On the side you’ll find potatoes sautéed in caramelized shallots and a citrus herb salad. We love the combination of fresh parsley, dill, and tarragon to balance the richness of salmon and potatoes. Cook, relax, and enjoy!
What you’ll need:
1 lb regular size Yukon gold potatoes
½ oz fresh parsley
¼ oz fresh dill
¼ oz fresh tarragon
1 lemon
2 6-oz salmon fillets
1 large shallot
coarse salt
olive oil
freshly ground black pepper
Equipment:
large pot
colander
microplane or grater
rimmed baking sheet
large skillet
Recipe steps:
-
Cook potatoes
Preheat oven to 275ºF. Peel potatoes and cut into ½-inch slices. Place potatoes in a large pot, cover with water, and season generously with salt. Bring to a boil and cook until tender, 8–10 minutes.

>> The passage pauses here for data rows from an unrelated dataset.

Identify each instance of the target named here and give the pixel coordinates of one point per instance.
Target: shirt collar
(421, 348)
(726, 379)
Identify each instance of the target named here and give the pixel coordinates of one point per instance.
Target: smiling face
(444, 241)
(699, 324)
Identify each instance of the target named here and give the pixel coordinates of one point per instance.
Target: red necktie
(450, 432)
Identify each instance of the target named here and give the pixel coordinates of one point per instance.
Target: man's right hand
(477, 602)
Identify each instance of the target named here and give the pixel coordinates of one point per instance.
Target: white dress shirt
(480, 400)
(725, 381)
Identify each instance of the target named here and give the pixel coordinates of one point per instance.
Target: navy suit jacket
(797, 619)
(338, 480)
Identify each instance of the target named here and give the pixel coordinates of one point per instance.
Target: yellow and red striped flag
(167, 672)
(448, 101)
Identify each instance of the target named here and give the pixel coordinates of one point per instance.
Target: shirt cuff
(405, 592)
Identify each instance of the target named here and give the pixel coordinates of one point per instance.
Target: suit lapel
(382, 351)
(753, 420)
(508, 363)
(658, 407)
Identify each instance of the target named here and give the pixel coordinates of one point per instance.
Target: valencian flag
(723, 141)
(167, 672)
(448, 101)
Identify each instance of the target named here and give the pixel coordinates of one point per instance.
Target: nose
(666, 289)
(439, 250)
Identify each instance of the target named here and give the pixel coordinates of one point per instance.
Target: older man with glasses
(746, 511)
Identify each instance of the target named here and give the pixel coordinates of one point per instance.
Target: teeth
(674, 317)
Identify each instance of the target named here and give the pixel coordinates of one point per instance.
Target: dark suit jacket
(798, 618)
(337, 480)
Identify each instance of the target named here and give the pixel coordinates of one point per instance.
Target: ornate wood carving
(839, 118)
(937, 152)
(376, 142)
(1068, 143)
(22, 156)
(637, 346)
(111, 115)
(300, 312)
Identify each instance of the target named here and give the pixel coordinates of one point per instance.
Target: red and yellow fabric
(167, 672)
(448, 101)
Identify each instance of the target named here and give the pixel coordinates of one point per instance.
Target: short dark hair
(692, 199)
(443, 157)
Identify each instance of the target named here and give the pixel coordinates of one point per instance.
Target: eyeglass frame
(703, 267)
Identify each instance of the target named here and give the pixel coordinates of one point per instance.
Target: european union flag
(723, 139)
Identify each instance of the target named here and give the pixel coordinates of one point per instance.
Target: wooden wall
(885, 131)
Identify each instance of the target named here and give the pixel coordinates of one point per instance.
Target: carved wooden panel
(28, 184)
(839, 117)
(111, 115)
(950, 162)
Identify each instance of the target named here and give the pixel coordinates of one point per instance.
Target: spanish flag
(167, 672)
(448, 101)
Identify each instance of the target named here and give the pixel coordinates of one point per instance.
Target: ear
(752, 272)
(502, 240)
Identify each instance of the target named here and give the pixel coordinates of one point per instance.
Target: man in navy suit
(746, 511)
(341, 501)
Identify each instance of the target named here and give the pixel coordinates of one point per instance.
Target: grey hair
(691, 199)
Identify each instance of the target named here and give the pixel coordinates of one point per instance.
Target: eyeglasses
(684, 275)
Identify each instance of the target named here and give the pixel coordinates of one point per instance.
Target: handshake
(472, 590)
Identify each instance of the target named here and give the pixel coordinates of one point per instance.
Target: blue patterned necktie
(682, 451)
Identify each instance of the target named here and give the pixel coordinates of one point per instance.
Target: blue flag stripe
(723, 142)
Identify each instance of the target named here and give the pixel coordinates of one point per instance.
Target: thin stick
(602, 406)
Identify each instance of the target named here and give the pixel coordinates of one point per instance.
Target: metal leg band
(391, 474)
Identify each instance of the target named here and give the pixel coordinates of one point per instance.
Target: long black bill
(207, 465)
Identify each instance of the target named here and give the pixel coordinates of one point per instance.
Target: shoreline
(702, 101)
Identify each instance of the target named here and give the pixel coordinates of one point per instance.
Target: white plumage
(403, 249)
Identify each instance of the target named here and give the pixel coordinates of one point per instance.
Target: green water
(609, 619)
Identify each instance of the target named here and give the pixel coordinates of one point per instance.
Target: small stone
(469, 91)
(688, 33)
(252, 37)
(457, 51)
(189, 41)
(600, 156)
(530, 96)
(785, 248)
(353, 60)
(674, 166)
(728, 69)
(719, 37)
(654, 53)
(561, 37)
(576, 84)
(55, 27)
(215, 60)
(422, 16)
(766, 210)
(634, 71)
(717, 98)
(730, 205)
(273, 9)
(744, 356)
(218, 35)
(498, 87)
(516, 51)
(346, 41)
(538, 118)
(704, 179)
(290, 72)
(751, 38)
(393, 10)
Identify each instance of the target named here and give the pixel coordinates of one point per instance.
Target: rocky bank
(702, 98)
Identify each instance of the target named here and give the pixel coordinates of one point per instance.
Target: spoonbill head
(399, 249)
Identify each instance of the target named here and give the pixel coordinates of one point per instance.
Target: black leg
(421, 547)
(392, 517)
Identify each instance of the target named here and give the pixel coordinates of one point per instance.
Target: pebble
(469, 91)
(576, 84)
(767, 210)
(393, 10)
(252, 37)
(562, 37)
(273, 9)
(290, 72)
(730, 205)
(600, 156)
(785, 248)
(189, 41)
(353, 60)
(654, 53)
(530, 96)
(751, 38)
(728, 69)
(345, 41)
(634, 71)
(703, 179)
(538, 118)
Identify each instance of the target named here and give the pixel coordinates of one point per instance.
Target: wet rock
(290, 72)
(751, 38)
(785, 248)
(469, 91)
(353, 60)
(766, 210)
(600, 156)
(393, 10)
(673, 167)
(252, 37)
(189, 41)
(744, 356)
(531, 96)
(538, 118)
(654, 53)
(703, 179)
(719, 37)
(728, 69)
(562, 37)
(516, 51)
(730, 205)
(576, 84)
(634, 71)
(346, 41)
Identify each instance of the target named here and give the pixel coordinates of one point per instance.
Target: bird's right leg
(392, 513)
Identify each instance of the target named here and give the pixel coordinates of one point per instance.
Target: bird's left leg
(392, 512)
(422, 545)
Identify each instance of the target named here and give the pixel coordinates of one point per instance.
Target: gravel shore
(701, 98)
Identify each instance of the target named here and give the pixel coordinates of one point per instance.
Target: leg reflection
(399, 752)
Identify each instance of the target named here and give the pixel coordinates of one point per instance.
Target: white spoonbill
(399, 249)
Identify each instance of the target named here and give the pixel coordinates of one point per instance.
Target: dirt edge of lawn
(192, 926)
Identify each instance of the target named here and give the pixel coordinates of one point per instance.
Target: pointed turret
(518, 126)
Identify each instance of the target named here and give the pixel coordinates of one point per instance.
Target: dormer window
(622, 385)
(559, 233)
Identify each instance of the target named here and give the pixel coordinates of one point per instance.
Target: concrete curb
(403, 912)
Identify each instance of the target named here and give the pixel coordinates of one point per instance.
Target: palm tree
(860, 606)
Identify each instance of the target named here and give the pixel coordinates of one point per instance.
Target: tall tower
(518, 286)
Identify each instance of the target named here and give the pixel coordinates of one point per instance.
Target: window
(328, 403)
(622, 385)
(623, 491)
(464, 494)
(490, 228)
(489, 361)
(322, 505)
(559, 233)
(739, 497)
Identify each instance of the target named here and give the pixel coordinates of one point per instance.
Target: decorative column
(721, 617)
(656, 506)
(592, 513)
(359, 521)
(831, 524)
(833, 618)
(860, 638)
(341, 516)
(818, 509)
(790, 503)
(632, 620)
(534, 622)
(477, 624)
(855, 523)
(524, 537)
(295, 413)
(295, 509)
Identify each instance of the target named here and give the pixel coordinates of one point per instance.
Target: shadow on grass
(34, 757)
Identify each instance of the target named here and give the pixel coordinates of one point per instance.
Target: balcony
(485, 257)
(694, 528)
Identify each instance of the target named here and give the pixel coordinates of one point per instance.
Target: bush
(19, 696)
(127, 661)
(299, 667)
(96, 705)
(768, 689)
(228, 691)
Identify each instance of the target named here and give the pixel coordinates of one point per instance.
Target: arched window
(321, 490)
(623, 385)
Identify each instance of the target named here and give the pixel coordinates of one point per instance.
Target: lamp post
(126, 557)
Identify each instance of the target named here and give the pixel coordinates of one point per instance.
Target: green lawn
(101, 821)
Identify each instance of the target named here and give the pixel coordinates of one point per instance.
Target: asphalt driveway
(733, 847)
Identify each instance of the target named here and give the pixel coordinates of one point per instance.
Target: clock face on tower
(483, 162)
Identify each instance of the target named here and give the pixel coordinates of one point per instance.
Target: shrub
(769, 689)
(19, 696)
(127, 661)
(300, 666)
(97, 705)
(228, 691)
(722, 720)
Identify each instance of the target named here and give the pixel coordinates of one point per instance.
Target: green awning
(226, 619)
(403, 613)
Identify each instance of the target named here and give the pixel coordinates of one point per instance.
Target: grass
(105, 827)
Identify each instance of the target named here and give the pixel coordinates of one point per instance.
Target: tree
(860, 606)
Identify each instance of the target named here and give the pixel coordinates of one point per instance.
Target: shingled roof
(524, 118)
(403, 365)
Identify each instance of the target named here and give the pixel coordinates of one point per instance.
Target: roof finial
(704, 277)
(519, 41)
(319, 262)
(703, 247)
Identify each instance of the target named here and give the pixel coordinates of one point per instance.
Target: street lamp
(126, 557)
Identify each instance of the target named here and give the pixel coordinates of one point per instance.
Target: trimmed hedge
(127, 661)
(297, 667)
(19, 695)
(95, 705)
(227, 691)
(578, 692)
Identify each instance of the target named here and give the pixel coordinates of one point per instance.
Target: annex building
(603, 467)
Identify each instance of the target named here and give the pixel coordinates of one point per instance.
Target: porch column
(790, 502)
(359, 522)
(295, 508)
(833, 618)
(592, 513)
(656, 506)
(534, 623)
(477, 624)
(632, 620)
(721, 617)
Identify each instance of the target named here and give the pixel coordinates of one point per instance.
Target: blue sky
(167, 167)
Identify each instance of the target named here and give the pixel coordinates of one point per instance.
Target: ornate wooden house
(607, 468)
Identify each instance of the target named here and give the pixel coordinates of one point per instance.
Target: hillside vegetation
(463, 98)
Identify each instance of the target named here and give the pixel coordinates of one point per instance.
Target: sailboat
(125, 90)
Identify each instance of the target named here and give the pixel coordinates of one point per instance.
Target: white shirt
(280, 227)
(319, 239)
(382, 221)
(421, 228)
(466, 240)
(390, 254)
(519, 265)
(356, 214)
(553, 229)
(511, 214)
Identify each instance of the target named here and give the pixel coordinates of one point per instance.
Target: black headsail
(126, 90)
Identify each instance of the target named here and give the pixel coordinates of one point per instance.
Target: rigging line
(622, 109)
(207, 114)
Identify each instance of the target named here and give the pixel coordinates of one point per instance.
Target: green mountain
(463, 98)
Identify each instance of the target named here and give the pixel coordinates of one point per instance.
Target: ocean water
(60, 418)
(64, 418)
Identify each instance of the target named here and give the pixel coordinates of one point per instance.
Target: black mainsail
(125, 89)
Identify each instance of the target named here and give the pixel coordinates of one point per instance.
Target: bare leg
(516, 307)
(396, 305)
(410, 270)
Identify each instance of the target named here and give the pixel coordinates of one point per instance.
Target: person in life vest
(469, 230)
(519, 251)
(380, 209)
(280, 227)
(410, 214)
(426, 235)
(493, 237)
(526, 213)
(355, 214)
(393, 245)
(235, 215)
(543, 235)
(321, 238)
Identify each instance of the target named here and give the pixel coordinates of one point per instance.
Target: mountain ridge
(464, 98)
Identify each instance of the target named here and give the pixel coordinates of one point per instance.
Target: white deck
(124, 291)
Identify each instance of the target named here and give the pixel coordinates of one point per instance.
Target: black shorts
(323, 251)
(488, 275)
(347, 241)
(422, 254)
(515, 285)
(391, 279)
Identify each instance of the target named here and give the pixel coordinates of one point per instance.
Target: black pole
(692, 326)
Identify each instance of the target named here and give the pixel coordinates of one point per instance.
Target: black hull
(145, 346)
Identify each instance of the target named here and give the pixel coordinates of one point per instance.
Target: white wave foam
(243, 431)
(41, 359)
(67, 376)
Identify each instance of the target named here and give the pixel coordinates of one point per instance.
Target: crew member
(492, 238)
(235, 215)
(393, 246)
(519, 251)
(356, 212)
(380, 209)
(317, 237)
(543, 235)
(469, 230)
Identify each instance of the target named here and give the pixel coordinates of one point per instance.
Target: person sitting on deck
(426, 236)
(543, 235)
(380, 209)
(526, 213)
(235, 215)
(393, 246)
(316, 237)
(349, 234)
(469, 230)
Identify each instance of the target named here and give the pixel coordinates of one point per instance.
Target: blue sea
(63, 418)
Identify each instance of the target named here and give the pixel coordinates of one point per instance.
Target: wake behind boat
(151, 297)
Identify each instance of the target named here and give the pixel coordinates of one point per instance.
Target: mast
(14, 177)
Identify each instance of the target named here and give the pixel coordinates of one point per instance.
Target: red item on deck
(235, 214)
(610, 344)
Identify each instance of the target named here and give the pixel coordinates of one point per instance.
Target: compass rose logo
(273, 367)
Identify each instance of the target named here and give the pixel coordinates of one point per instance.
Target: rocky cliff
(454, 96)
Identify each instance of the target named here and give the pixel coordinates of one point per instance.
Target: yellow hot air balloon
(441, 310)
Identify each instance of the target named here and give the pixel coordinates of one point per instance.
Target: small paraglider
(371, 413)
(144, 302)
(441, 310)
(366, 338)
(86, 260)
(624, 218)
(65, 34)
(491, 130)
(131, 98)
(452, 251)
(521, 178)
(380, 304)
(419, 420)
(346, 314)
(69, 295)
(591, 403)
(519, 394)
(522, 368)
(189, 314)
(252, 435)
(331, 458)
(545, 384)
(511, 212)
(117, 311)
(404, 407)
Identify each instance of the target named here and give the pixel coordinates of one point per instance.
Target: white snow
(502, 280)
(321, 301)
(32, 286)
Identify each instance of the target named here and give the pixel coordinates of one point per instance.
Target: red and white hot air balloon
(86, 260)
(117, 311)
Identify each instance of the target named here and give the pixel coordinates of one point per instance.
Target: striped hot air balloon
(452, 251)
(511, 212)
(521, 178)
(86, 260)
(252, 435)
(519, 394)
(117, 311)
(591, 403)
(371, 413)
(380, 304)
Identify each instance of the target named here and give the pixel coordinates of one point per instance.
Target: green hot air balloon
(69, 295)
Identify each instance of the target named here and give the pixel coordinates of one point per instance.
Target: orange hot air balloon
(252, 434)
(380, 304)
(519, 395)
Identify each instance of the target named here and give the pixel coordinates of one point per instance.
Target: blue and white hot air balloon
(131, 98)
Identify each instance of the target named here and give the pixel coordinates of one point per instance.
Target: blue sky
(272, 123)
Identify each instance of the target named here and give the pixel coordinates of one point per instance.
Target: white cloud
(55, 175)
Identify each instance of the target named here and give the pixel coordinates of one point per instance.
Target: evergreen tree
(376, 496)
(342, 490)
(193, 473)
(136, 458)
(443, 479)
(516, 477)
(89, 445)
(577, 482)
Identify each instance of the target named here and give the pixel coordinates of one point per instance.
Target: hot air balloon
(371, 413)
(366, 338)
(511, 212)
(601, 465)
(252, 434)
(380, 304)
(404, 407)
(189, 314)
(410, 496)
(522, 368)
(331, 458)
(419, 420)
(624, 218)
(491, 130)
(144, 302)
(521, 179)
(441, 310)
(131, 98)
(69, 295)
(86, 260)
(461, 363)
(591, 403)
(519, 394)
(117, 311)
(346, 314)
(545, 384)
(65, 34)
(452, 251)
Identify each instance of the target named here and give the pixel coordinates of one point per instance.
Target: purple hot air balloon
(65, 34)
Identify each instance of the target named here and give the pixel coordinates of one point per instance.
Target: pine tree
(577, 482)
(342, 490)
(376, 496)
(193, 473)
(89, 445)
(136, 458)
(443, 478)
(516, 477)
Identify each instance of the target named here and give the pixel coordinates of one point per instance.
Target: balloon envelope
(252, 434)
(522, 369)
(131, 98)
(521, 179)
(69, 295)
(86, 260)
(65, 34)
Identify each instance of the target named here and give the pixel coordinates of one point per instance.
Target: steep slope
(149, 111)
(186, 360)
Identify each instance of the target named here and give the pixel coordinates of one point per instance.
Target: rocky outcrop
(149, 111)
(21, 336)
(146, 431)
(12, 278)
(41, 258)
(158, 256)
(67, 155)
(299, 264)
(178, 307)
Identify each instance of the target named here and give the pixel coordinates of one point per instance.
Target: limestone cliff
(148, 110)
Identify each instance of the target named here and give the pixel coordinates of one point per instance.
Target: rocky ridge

Drain and return to pot to dry. -
Prep herbs & make dressing
Meanwhile, pick leaves from parsley, dill, and tarragon. Zest half of lemon over a medium bowl. Whisk in juice from half a lemon and 2 tablespoons oil. Set aside. -
Bake salmon
Place salmon on a rimmed baking sheet and season with salt and pepper. Bake in the oven until just cooked through and opaque, 15–18 minutes (depending on thickness of salmon). -
Sauté shallot
Halve, peel, and thinly slice shallot. Heat 2 tablespoons oil in a large skillet over medium. Add shallot and cook, stirring, until golden, about 5 minutes; season with salt. Add potatoes to skillet and sauté until golden, 5 more minutes; season to taste with salt and pepper. -
Make herb salad
Add herbs to bowl with dressing and toss to combine; season to taste with salt and pepper. -
Serve
Cut remaining lemon half into wedges. Using a spatula, carefully remove salmon from the rimmed baking sheet (it’s OK if the skin sticks to the sheet). Serve alongside potatoes and lemon wedges for squeezing over and top with the herb salad.